Last year, when a lockdown was enforced for the first time starting March 23, 2020, the federal and local governments had announced relief packages for the poor people affected by the lockdown and the local governments of Kathmandu, Lalitpur and Bhaktapur among other municipalities in the country had made arrangements to distribute food and other relief materials including free meals targeting the daily wage workers and the destitute.
But now both the local and federal officials are claiming that there are not many people seeking relief this year compared to last year and they had to give greater priority to saving lives instead of livelihoods due to the havoc created by the second wave of the pandemic. Non-governmental organizations also have not come up with a plan to help the poor facing hand to mouth problems.
Raju Maharjan, spokesperson at the Lalitpur Metropolitan City said his office had to focus on disease control first because of the overwhelming number of Covid-19 cases this year. “We are aware of the plight of the daily wage workers and are planning a relief package if the existing lockdown prolongs,” Maharjan told the Post.
Lalitpur Metropolitan City had provided free meals for struggling families last year.
According to Maharajan, compared to the lockdown last year, there haven’t been many requests for relief this time. This year’s lockdown, first enforced on April 29, has been extended several times and the latest extension will remain in force until June 21.
The Kathmandu Metropolitan City also has not announced any relief package for the poor. According to the Ministry of Federal Affairs and General Administration, the line ministry of local governments, it does not have information of any other municipalities in the Kathmandu Valley distributing relief packages to the unorganized sector workers.
“Some municipalities outside Kathmandu have distributed relief packages to a total of 14,000 households during the second wave of the pandemic,” said Basanta Acharya, spokesperson at the Ministry.
He said the federal government also has not initiated any efforts to provide relief this year as demand for relief is not so high. “But, we are not saying people won’t come if we start distributing relief,” he added.
According to the Federal Affairs Ministry, 5.7 million people from 1.8 million families were provided relief packages during last year’s lockdown. About Rs3 billion was spent on relief last year, according to the ministry.
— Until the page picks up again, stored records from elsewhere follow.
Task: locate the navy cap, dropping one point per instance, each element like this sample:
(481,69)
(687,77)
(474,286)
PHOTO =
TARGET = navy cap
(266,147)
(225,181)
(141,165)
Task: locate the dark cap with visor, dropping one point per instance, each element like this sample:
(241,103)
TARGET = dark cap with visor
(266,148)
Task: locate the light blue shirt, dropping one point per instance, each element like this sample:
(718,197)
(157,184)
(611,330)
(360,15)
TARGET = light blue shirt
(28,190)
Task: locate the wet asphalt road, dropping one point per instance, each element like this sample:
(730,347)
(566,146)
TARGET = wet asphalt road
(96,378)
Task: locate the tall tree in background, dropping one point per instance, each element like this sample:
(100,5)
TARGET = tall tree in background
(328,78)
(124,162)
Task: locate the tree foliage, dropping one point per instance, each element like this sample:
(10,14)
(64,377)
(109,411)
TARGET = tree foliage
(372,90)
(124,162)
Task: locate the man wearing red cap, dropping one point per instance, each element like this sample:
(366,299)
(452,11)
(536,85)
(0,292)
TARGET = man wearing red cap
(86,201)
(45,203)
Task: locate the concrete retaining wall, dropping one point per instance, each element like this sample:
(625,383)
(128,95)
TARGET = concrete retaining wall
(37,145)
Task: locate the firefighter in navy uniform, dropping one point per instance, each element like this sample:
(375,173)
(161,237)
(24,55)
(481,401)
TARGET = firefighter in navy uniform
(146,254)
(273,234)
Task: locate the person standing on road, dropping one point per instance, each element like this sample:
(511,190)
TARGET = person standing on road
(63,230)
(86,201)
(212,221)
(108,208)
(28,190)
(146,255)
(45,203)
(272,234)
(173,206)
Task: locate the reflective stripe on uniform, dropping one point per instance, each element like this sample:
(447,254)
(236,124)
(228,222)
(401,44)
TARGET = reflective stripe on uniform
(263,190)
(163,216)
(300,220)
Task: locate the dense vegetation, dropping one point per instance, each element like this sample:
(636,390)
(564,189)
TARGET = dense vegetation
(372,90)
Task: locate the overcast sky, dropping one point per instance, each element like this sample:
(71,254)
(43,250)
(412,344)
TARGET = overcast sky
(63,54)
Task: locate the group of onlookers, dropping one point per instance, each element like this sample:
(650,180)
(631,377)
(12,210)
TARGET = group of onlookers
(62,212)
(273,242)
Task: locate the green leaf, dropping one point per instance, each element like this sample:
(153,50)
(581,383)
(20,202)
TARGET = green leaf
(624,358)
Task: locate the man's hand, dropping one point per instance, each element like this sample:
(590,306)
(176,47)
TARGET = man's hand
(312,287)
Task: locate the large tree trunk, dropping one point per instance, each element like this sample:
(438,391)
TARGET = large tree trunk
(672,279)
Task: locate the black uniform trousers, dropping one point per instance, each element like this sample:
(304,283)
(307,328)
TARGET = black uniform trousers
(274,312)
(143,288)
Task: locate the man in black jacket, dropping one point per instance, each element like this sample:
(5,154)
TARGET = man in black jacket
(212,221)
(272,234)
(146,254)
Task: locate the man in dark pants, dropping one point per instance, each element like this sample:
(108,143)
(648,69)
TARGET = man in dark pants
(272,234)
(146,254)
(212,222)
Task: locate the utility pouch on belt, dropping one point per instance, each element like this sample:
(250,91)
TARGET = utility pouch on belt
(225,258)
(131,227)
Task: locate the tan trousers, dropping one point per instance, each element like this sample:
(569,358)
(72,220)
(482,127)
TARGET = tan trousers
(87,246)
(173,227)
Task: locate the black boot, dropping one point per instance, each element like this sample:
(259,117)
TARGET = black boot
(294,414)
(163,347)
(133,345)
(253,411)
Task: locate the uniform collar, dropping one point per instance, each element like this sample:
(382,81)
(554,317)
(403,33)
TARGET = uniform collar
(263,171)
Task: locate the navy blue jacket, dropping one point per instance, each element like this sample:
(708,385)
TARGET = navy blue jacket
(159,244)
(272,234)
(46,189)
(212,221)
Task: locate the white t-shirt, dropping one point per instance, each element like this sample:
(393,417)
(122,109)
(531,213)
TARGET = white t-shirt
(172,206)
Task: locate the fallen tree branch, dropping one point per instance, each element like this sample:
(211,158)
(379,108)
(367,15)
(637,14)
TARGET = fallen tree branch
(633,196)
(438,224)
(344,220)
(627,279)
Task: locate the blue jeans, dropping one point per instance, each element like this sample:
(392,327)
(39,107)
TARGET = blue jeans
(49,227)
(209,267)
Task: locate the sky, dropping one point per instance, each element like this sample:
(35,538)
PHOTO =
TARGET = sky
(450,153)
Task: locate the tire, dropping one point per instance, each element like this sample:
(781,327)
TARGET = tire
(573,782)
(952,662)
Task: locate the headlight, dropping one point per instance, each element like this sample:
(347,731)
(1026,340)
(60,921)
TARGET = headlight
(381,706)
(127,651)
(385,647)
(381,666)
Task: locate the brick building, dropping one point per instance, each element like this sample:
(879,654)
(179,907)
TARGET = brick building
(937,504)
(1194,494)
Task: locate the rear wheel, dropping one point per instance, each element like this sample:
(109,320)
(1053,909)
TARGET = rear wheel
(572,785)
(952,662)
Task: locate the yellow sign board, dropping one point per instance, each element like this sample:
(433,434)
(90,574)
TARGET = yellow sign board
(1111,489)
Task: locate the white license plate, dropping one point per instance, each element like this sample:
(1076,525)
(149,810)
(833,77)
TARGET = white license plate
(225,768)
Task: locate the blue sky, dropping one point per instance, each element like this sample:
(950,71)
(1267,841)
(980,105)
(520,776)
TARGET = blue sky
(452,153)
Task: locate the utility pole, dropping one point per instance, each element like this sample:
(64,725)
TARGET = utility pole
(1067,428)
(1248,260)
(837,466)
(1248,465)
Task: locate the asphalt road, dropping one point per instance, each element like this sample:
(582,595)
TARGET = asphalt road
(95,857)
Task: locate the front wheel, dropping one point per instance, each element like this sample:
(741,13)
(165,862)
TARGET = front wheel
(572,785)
As per the federal government’s relief package, each poor family with three members or more was provided 30 kilos of rice, three kilos of pulses, two kilos of salt, two litres of cooking oil, four soaps and two kilos of sugar. This quantity of relief materials would be available for a family with three or more members. Families with two members received half the amounts.
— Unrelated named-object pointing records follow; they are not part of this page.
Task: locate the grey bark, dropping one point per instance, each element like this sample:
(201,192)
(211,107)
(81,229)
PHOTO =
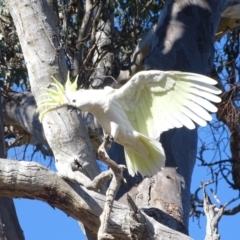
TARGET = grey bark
(183,41)
(45,57)
(32,180)
(9,226)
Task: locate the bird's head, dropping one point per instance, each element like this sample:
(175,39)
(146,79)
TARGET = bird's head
(58,96)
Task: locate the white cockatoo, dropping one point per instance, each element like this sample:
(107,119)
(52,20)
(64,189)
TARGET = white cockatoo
(135,115)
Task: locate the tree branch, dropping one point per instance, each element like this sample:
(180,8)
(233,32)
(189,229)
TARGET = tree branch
(33,181)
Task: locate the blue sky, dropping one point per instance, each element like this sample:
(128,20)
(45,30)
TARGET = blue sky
(40,221)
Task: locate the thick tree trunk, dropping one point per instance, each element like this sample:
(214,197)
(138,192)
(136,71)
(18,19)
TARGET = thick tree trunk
(9,225)
(183,41)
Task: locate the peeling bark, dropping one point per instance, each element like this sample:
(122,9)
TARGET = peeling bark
(32,180)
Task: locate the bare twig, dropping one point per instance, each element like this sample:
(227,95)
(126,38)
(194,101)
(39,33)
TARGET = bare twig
(213,217)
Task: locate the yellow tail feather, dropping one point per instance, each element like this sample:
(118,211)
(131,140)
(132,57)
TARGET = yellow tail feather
(145,166)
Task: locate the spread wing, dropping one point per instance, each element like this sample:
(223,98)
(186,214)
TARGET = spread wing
(156,101)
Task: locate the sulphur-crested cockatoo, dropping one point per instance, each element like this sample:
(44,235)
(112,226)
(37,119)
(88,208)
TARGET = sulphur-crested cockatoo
(135,115)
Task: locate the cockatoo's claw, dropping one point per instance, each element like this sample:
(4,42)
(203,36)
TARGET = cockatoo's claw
(108,138)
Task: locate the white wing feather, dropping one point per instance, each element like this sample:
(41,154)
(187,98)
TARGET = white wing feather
(157,101)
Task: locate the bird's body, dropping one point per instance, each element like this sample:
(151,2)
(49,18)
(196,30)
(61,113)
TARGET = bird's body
(135,115)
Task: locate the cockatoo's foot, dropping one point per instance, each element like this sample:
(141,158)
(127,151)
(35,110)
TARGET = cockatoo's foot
(108,138)
(117,180)
(107,141)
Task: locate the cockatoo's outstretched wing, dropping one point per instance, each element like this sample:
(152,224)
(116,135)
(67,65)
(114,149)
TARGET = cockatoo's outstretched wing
(156,101)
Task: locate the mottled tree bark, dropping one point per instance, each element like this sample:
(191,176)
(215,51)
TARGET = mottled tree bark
(9,226)
(182,40)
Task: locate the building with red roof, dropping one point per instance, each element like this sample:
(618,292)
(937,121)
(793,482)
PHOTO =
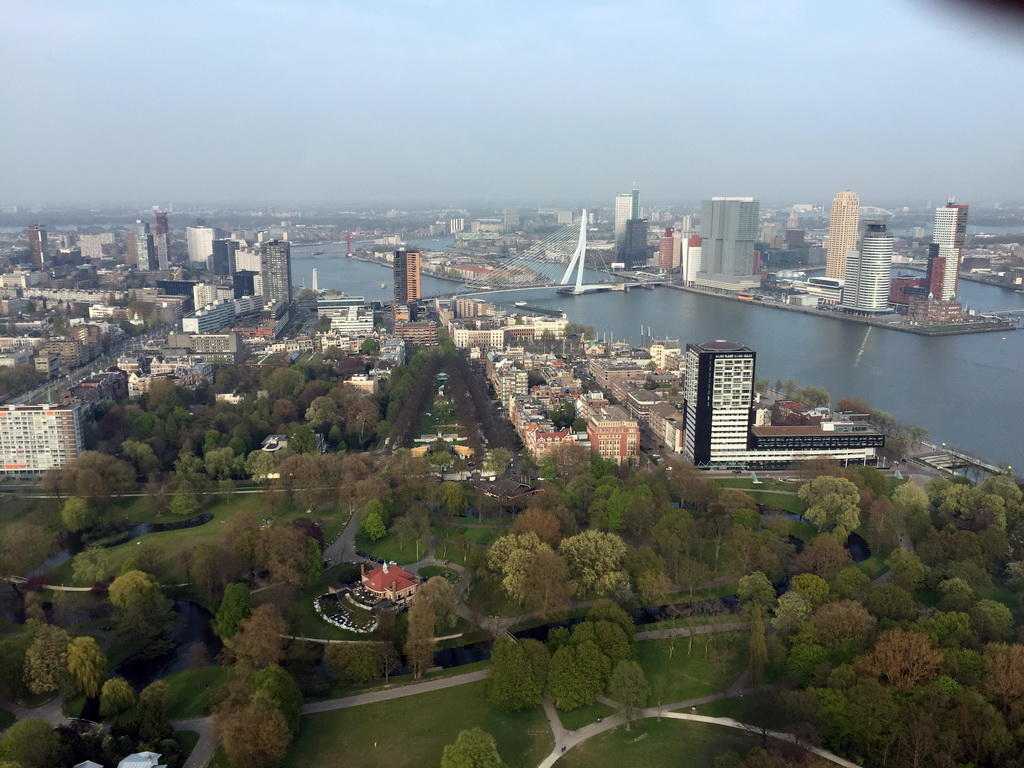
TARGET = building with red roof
(390,582)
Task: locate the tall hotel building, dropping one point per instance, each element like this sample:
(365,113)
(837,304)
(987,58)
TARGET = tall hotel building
(868,271)
(407,275)
(719,392)
(946,250)
(275,269)
(34,438)
(842,232)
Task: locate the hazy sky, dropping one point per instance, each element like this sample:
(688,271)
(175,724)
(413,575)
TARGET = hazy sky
(325,100)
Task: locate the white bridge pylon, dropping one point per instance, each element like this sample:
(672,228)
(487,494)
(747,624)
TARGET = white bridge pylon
(580,255)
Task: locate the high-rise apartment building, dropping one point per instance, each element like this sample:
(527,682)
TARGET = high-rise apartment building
(200,243)
(144,254)
(728,230)
(842,232)
(37,246)
(946,251)
(162,240)
(868,271)
(719,389)
(627,208)
(34,438)
(222,257)
(407,275)
(275,269)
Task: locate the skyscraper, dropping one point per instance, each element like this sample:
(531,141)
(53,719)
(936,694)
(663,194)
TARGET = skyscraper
(144,252)
(275,269)
(842,232)
(719,401)
(37,245)
(728,229)
(162,240)
(946,250)
(868,271)
(407,275)
(627,207)
(200,242)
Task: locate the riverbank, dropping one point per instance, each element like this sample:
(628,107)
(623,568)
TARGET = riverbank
(967,328)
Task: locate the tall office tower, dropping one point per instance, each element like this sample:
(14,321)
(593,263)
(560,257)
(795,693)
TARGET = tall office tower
(222,257)
(637,254)
(946,250)
(868,271)
(162,240)
(145,259)
(200,242)
(666,250)
(275,269)
(719,401)
(627,207)
(37,245)
(407,275)
(35,438)
(728,227)
(842,232)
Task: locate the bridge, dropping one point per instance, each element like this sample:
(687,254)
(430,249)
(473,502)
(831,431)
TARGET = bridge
(557,261)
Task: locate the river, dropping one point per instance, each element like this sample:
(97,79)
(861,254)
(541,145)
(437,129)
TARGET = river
(965,389)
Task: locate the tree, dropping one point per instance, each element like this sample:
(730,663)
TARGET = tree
(901,658)
(46,659)
(236,606)
(87,665)
(472,749)
(255,735)
(116,696)
(595,561)
(511,684)
(629,686)
(420,644)
(355,664)
(832,502)
(76,515)
(439,594)
(260,641)
(31,743)
(278,684)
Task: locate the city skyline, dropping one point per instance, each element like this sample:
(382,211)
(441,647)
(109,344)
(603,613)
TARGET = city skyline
(309,117)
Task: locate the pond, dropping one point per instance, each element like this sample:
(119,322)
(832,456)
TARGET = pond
(193,626)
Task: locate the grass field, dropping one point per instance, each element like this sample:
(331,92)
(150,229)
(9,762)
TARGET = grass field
(683,677)
(412,732)
(652,744)
(584,716)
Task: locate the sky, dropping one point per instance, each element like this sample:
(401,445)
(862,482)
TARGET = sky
(563,101)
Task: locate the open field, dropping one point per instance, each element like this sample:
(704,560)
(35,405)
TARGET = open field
(652,744)
(412,732)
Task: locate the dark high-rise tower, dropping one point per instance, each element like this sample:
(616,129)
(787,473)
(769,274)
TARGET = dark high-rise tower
(37,245)
(162,240)
(275,268)
(407,275)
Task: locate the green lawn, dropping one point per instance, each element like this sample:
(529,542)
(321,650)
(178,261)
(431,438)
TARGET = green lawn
(584,716)
(413,731)
(190,690)
(658,744)
(683,677)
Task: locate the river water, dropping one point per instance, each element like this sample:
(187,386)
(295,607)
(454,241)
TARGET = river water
(967,390)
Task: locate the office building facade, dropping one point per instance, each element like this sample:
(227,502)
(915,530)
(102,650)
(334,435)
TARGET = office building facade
(35,438)
(946,251)
(728,230)
(275,269)
(719,390)
(868,271)
(407,275)
(843,225)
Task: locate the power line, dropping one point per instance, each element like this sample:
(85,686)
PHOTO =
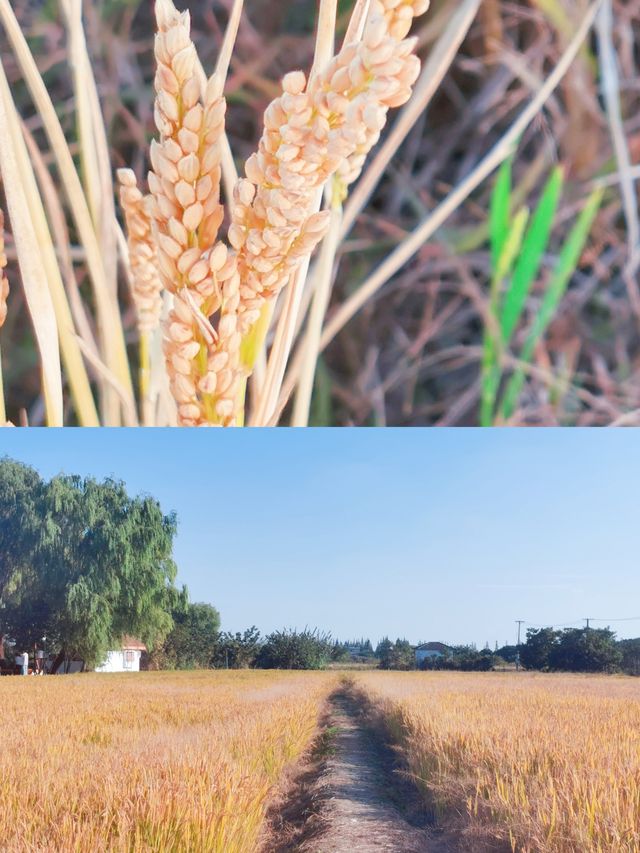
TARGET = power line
(588,620)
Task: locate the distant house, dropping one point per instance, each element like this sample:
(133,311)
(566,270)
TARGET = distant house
(431,650)
(125,659)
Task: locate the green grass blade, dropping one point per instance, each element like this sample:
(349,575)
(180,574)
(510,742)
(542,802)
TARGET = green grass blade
(499,208)
(528,263)
(492,347)
(566,266)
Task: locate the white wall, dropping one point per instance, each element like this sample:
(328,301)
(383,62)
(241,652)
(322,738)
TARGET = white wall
(121,661)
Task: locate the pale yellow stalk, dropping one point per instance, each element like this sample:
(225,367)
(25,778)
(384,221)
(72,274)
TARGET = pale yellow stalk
(33,274)
(4,293)
(109,323)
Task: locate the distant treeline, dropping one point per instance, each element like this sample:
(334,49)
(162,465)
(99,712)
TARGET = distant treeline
(196,642)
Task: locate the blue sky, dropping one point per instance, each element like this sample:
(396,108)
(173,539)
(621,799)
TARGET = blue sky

This year relief has not been the priority of most of the non-governmental organizations as well with only a few of them providing relief packages to the needy.
According to Jitram Lama, president of the NGO Federation Nepal, a grouping of local non-governmental organizations, problems related to hunger didn’t appear prominently this year compared to last year as the daily wage workers in the cities managed food for a relatively long period and many of them left for their villages before the lockdown.
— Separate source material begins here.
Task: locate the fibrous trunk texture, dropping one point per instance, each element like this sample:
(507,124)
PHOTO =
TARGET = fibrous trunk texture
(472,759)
“Maybe many people learnt from last year’s experiences and prepared themselves for the impending situation,” he said. “Relief package for the poor was also on the government’s priority this time as the aid agencies were asked to assist in setting up health infrastructure instead.”
As per the government’s request, both domestic and foreign non-governmental organizations invested in health facilities, oxygen cylinders, medical equipment and oxygen concentrators among other things. According to the Social Welfare Council, the domestic and international non-governmental organizations have so far committed around Rs1.2 billion in the areas of controlling the pandemic.
“If the lockdown continues further then we will have to think about providing relief,” said Lama.